Best Designed Cold Brewer (Classiest)
KitchenAid doesn’t make the absolute best cold brew I’ve had, but more care went into its design than almost any other pot I’ve listed. It’s made of steel and thick glass, with a built-in handle and a spigot for dispensing cold brew—perfect if you have a shelf to set it on, in or out of the fridge. (There’s also an XL version that holds 40-ish ounces of coffee and has a stand to sit on the countertop.
It has a stainless steel grounds tray (with a handle!) that you set in the larger glass container. Dampen your grounds, then fill it with water. It says it holds 28 ounces, but I easily fit 32. Let it sit for at least 12 hours, as usual (24 if you fridge it), and you’re good to go. The steel filter is too porous and does let a lot of sediment through, but KitchenAid smartly has a textured bottom that lets the grit settle on the sides of the bottom. It doesn’t seem to come through the spigot, so after my first gritty glass, the coffee was a lot smoother, and quite rich.
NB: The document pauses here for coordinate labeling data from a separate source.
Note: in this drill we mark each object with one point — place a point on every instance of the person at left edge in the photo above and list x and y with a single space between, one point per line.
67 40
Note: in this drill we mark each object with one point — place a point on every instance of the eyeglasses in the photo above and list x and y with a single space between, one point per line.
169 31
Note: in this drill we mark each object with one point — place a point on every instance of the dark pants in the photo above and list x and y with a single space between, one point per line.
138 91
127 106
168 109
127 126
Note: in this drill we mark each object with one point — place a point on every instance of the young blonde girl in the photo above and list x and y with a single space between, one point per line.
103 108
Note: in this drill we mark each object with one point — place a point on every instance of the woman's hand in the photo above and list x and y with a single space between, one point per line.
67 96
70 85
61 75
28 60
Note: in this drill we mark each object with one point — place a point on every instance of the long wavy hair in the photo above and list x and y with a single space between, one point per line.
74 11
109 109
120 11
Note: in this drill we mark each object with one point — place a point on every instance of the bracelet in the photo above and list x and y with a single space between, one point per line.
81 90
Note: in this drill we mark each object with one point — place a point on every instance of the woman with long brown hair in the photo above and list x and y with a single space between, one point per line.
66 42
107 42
I haven’t had any issues, but a few users have reported the spigot leaking.
Best for Brewing Large Batches
County Line Kitchen is a family-owned business in Wisconsin. Its Cold Brew Maker uses a trusty ol’ 2-quart mason jar and stainless steel filter basket to brew. It works much like the Coffee Gator, but you can make a ton of joe with it. You fill the basket with a lot of coffee grounds, pour up to 64 ounces of cold water through it slowly, and let it sit for 24 hours. When it’s done, take out the filter basket and use the lid to pour.
In my tests, the County Line produced relatively smooth cold-brewed coffee, though it was somewhat gritty, likely because the steel filter is a bit too porous (use coarse grounds). The instructions also tell you to shake the jar after adding water, but I found that a bit of coffee can leak out even if it’s sealed tight, which seems to be a common mason jar problem. Lingering grounds aside, if you want enough cold brew to last a week, this is a good way to get it.
Classic, Tasty Cold Brew
The Toddy has been around since the 1960s. It’s similar to the Oxo brewing system, just a little more DIY.
It’s basically a big bucket with grounds in it, and a glass carafe to hold the coffee when it’s done brewing. The brew bucket is made of plastic, and it requires paper liners and filter pads that you’ll have to keep buying (filter pads last about 10 brews, or 3 months). You have to remove a rubber stopper to drain the coffee after 24 hours, which will always get your hands messy—cleanup is time-consuming.